Annette Lang und Heiderose Gerber

Bis zum Jahr 2000 gab es im ganzen Land noch 16 Frauenzentren, die sich wie Schwedt der Begegnung, Bildung und Beratung von Frauen und Mädchen widmeten. Doch unter Finanzministerin Wilma Simon wurden diese Aufgaben als kommunale deklariert und so grundsätzliche Kürzungen vorgenommen, die den meisten Frauen-Vereinen ein Überleben unmöglich machten.

Nur in Potsdam konnte die Kommune dauerhaft in die Pflicht genommen werden; in Cottbus und in Schwedt gibt es bis heute keine kontinuierliche Förderung und selbst die Geschäftsführerinnen werden über Projekte, die mindestens jährlich eingeworben werden müssen, bezahlt. Von all diesem existenziellen Druck merkt man als Besucherin des soziokulturellen Zentrums  in Schwedt nichts. In einer ehemaligen Kita, schräg gegenüber von großstädtisch anmutenden Elfgeschossern, tobt mindestens fünf Tage die Woche das Leben.

Mädchen und Frauen aller Generationen feierten das 25jährige Jubiläum

Fast ein Dutzend liebevoll eingerichteter Begegnungs-, Sport-, Spiel-, Computer- und Kreativräume laden zu vielfältigen Aktivitäten vor allem für Frauen und Kinder ein. Rund 22.000 Besucher*innen  – in einer insgesamt 30.000 Einwohner zählenden Stadt –  sind der Lohn für die unermüdliche Arbeit des vielköpfigen, zumeist ehrenamtlich arbeitenden Teams rund um die Leiterin Annette Lang, die eine studierte Mathematikerin ist. Sie alle tragen zum Fest lila Poloshirts und schaffen es sogar, einen eigenen Song zum Jubiläum zu dichten und diesen auch selbst vorzutragen.

Andrea Lotze ist von Anfang an dabei

„Das Frauenzentrum in der Stadt, ist etwas was nicht jeder hat“, heißt es darin und immer wieder erklingt ein trotziges „Jetzt erst recht!“ Diese lustvoll-kämpferische Stimmung greift auch auf die mehr als 150 Besucher*innen aller Generationen und Schichten der Jubiläumsfeier über. Und eine langjährige Besucherin sagt, dass es ihr wichtig ist, dass es ein Haus gibt, wo sie (nur) unter Frauen sein kann. Seit 13 Jahren gibt es auch eine Zusammenarbeit mit polnischen Frauen, die natürlich auch zur Jubiläumsfeier gekommen sind.

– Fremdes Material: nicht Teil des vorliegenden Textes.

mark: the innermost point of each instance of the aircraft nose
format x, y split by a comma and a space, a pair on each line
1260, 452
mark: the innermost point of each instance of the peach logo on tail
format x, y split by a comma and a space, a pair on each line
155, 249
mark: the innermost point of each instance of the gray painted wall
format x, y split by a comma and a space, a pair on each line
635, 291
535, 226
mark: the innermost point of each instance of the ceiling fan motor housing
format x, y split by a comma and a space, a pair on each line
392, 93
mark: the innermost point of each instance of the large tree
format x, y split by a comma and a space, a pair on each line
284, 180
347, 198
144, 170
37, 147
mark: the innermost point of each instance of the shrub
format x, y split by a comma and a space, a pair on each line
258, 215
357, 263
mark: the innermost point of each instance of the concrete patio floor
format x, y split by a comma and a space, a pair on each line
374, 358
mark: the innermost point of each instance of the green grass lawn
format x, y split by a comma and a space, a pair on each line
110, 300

„Jetzt erst recht!“ heißt es im Jubiläumssong

Andrea Lotze kümmert sich unterdes darum, dass das Fest-Programm läuft und führt neugierige Besucher*innen stolz durch „ihr“ Haus. Sie sagt, dass sie mit ihm inzwischen so verwachsen ist, dass es ihr schwerfällt, als Rentnerin deutlich kürzer zu treten. Annette Lang und sie seien ein Team, das sowohl die Akquise der finanziellen Mittel gemeinsam wuppt als auch unzählige Veranstaltungen vielfältiger Couleur organisiert. Der „Lila Salon“ – eine Reihe mit Kunst und Literatur – sei immer ausverkauft, erzählt Lotze stolz.

Auch die polnischen Frauen aus Zielin gratulieren

Doch nicht nur diese regelmäßigen Höhepunkte tragen zur Erfolgsbilanz bei. Andrea Lotze berichtet, dass die meisten der Besucher*innen sich bei ihnen so wohl fühlen, dass sie nach dem Kursbesuch oder dem Krisenberatungsgespräch noch einen Kaffee trinken, sich mit anderen Frauen unterhalten und immer wiederkommen. Das sei ihr größtes Pfand. Und sie haben sich vorgenommen, noch lange so weiterzumachen. Und kein bisschen leiser – in ihren Aktivitäten  und Forderungen – zu sein. Das insgesamt 12-stündige Festprogramm zeigte, dass sie nicht nur feste arbeiten, sondern auch Feste feiern können.

Text und Fotos: Astrid Priebs-Tröger

 

Die Landesarbeitsgemeinschaft (LAG) der Frauenzentren wurde 1992 gegründet. Sie sieht sich als politische Interessenvertretung, dient dem fachlichen Austausch untereinander und stärkt insgesamt die Interessen der Frauenzentren im Land Brandenburg.
Ab 2001 hatten alle Mitglieder mit dem Kampf ums Weiterbestehen zu tun. Von 16 geförderten Projekten gibt es heute noch drei, die versuchen gleichberechtigt in Kontakt zu bleiben.
Die Mitglieder der LAG – das Autonome Frauenzentrum Potsdam, das Frauenzentrum Schwedt und das Cottbusser Frauenzentrum „Lila Villa“ sind im Frauenpolitischen Rat vertreten, um ihre Erfahrungen einzubringen und den Kontakt zur Landespolitik zu halten.